Unbiased bases (Hadamards) for 6-level systems: Four ways from Fourier

TL;DR

This paper develops a numerical method to classify and construct mutually unbiased bases (Hadamards) for 6-level quantum systems, addressing a key gap in quantum information theory.

Contribution

It introduces a novel numerical approach to extend the classification of unbiased bases for 6-level systems by adjusting phases within a nullspace, aiding the search for MUBs.

Findings

Extended classification of unbiased bases for 6-level systems.

Numerical method using phase adjustments and Taylor expansion.

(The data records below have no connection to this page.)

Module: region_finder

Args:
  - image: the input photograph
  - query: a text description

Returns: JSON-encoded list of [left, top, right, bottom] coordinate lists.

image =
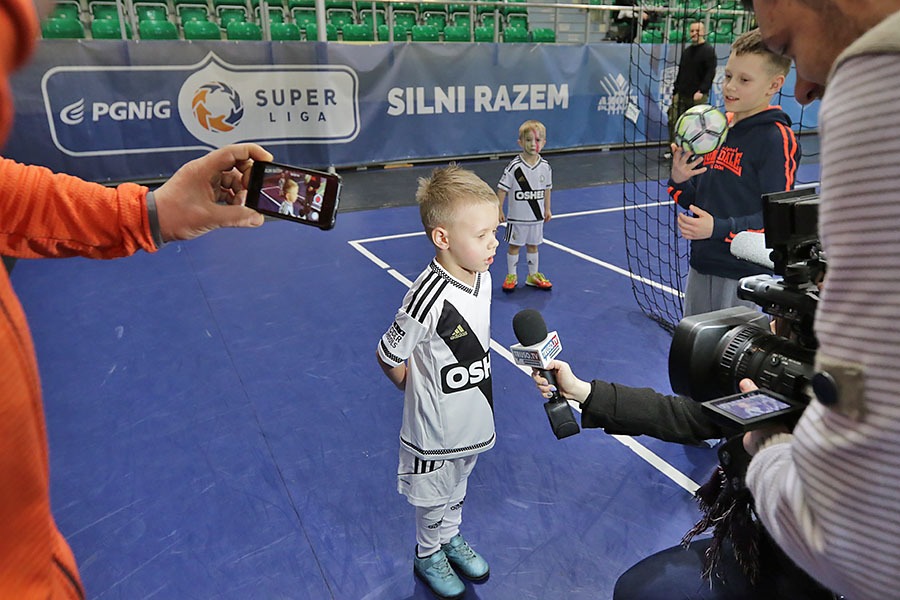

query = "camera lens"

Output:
[[715, 325, 815, 398]]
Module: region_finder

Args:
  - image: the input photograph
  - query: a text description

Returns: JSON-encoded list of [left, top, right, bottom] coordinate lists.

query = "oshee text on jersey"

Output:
[[441, 352, 491, 394]]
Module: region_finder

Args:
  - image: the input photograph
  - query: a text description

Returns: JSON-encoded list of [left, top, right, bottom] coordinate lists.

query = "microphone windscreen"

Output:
[[513, 308, 547, 346], [731, 231, 775, 271]]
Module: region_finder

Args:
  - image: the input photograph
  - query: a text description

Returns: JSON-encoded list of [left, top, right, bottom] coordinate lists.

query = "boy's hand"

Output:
[[672, 144, 706, 183], [678, 204, 715, 240]]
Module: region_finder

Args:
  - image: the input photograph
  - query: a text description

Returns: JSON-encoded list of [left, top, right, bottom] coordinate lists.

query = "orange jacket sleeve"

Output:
[[0, 158, 156, 258]]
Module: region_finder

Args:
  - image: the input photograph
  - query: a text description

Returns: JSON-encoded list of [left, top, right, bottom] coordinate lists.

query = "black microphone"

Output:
[[510, 308, 579, 440]]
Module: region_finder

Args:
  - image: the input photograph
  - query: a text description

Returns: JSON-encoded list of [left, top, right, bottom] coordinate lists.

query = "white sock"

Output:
[[525, 252, 538, 275], [506, 254, 519, 275]]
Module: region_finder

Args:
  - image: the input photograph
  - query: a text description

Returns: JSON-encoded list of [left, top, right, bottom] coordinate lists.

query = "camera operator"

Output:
[[532, 360, 834, 600], [744, 0, 900, 600]]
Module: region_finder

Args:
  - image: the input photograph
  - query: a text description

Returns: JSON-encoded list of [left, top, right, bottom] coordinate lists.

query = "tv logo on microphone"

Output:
[[509, 331, 562, 369]]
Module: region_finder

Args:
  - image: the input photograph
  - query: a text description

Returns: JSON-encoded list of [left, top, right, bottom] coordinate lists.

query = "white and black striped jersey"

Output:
[[497, 154, 553, 223], [378, 261, 494, 461]]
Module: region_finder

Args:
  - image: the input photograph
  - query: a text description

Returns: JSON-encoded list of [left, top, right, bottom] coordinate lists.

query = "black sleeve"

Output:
[[699, 44, 719, 94], [581, 379, 726, 444]]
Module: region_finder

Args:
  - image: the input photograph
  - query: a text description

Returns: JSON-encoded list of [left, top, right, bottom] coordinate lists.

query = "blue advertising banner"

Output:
[[4, 40, 809, 181]]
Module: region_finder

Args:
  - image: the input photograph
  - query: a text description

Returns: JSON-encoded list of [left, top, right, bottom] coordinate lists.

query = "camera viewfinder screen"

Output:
[[716, 394, 791, 420], [257, 165, 338, 224]]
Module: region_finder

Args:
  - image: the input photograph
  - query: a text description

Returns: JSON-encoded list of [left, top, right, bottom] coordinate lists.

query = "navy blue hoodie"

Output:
[[669, 106, 800, 279]]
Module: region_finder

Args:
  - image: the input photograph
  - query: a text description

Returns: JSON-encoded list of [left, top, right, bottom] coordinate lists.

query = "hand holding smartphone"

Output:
[[245, 161, 341, 229]]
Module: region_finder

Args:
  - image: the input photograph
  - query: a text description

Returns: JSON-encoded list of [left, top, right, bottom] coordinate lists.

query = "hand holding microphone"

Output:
[[510, 309, 579, 440]]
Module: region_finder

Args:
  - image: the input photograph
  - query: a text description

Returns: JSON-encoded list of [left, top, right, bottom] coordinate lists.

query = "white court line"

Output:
[[348, 209, 700, 496]]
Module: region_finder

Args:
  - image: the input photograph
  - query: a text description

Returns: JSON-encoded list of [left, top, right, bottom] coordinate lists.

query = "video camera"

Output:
[[669, 189, 825, 429]]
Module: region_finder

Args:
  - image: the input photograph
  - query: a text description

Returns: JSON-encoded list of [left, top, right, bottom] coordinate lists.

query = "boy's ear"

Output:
[[769, 75, 784, 96], [431, 227, 450, 250]]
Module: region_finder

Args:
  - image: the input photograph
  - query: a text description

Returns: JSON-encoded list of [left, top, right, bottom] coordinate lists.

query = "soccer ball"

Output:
[[675, 104, 728, 156]]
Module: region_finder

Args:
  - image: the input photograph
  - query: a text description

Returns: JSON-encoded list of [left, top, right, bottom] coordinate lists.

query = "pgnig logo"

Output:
[[191, 81, 244, 133]]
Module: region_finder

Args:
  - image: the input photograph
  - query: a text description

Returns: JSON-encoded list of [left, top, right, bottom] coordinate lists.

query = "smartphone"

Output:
[[245, 161, 341, 229], [703, 390, 806, 431]]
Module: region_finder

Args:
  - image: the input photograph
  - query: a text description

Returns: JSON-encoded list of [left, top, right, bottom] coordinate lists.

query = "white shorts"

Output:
[[506, 221, 544, 246], [397, 448, 478, 507]]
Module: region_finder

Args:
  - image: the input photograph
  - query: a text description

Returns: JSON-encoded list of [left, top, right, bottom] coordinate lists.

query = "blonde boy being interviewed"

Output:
[[377, 165, 499, 598]]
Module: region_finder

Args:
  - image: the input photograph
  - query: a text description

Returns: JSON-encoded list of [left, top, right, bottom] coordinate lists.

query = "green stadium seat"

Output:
[[41, 17, 84, 40], [138, 21, 178, 40], [641, 29, 663, 44], [328, 10, 356, 31], [216, 7, 247, 30], [503, 27, 530, 44], [422, 12, 447, 31], [418, 2, 442, 24], [475, 0, 499, 15], [480, 13, 497, 28], [291, 8, 316, 30], [253, 4, 285, 23], [176, 4, 209, 26], [270, 23, 303, 42], [341, 23, 375, 42], [378, 25, 409, 44], [182, 19, 222, 40], [50, 2, 81, 21], [359, 8, 387, 29], [88, 0, 119, 21], [306, 23, 337, 42], [225, 21, 262, 41], [132, 2, 169, 21], [91, 19, 131, 40], [394, 13, 418, 29], [531, 27, 556, 44], [411, 25, 441, 42], [453, 13, 472, 28], [503, 0, 528, 15], [475, 25, 494, 42], [391, 2, 420, 14], [506, 14, 528, 29], [444, 25, 472, 42]]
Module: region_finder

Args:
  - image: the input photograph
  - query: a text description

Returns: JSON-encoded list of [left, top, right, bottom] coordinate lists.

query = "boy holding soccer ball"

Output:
[[669, 29, 800, 317]]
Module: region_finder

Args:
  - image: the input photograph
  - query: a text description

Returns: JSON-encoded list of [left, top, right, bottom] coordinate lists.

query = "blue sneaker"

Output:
[[441, 534, 491, 581], [413, 550, 466, 600]]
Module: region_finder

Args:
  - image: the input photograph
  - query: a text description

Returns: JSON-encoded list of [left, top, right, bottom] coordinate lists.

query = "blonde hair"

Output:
[[281, 177, 300, 202], [416, 163, 500, 236], [731, 28, 791, 76], [519, 119, 547, 141]]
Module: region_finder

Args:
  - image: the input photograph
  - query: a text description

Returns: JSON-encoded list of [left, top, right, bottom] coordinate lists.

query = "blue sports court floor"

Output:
[[13, 157, 824, 600]]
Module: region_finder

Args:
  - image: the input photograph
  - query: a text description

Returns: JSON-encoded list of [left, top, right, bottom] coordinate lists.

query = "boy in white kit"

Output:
[[497, 121, 553, 292], [377, 165, 499, 598]]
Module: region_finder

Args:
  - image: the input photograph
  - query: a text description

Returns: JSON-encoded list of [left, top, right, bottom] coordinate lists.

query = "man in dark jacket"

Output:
[[663, 21, 716, 158]]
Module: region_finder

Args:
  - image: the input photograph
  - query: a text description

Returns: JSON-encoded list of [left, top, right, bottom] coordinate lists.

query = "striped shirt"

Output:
[[378, 261, 494, 464], [747, 13, 900, 600], [497, 154, 553, 223]]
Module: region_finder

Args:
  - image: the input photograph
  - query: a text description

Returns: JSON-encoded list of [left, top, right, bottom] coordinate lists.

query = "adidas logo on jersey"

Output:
[[450, 325, 469, 340]]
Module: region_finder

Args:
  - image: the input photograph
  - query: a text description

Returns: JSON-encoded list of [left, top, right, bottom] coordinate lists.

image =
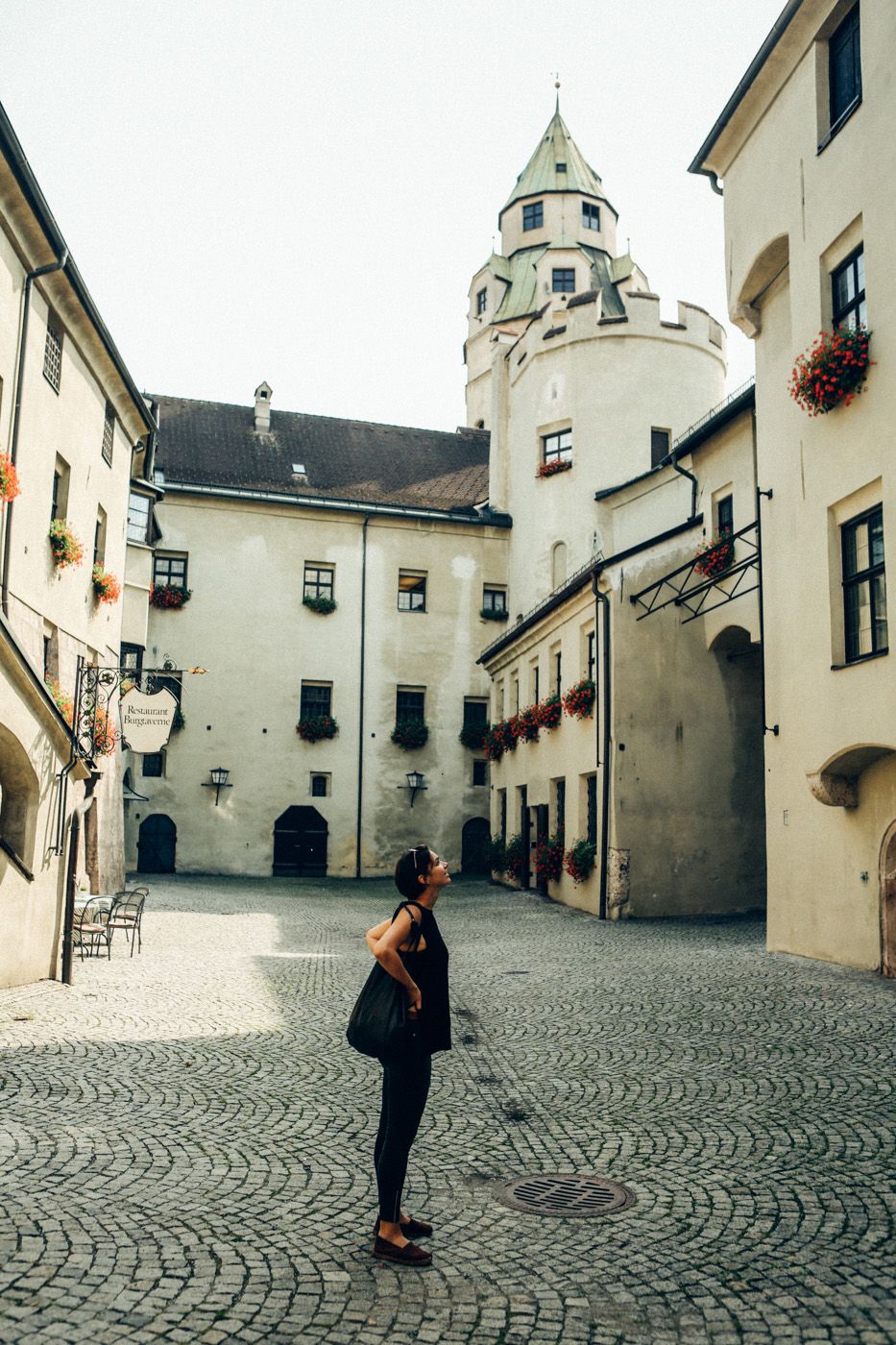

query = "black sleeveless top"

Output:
[[396, 901, 450, 1055]]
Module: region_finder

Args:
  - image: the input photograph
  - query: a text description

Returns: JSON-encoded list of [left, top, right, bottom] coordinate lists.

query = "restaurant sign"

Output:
[[121, 686, 178, 752]]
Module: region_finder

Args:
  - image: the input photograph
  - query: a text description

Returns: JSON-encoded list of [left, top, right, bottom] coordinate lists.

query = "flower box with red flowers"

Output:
[[536, 835, 564, 882], [536, 693, 564, 733], [564, 841, 597, 887], [91, 565, 121, 602], [564, 676, 597, 720], [694, 532, 735, 579], [296, 714, 339, 743], [50, 518, 84, 571], [150, 584, 192, 612], [536, 457, 571, 477], [0, 453, 21, 504], [787, 326, 875, 416], [392, 720, 429, 752]]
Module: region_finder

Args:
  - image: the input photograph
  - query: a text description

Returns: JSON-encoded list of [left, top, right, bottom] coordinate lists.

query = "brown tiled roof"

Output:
[[154, 397, 489, 510]]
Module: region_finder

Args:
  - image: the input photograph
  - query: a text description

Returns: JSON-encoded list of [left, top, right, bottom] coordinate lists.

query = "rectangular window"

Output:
[[523, 201, 545, 232], [585, 774, 597, 844], [93, 508, 107, 565], [541, 429, 571, 463], [715, 495, 735, 537], [399, 571, 426, 612], [396, 686, 426, 723], [650, 427, 671, 467], [303, 561, 335, 599], [482, 584, 507, 612], [830, 248, 868, 327], [554, 779, 567, 841], [152, 551, 187, 588], [299, 682, 332, 720], [141, 752, 165, 776], [128, 491, 152, 542], [464, 696, 489, 727], [102, 403, 115, 467], [43, 313, 61, 393], [828, 6, 862, 132], [841, 504, 888, 663]]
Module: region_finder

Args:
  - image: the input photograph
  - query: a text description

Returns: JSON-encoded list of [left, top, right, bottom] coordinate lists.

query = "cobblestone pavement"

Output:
[[0, 878, 896, 1345]]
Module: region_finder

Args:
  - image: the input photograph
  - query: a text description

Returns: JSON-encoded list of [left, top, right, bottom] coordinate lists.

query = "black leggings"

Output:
[[374, 1049, 432, 1224]]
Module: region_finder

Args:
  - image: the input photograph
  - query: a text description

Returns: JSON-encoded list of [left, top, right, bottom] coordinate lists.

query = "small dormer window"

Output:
[[581, 201, 600, 229], [523, 201, 545, 232]]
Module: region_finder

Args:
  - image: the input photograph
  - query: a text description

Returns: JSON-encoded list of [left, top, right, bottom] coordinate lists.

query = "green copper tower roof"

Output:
[[500, 107, 603, 215]]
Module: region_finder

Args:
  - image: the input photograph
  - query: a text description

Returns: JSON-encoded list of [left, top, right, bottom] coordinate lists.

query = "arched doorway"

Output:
[[137, 813, 178, 873], [880, 821, 896, 976], [460, 818, 491, 873], [273, 804, 328, 878]]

Prescribed a 4-parameter set of Hadamards for N=6.

Abstract

In quantum mechanics some properties are maximally incompatible, such as the position and momentum of a particle or the vertical and horizontal projections of a 2-level spin. Given any definite state of one property the other property is completely random, or unbiased. For N-level systems, the 6-level ones are the smallest for which a tomographically efficient set of N+1 mutually unbiased bases (MUBs) has not been found. To facilitate the search, we numerically extend the classification of unbiased bases, or Hadamards, by incrementally adjusting relative phases in a standard basis. We consider the non-unitarity caused by small adjustments with a second order Taylor expansion, and choose incremental steps within the 4-dimensional nullspace of the curvature. In this way we prescribe a numerical integration of a 4-parameter set of Hadamards of order 6.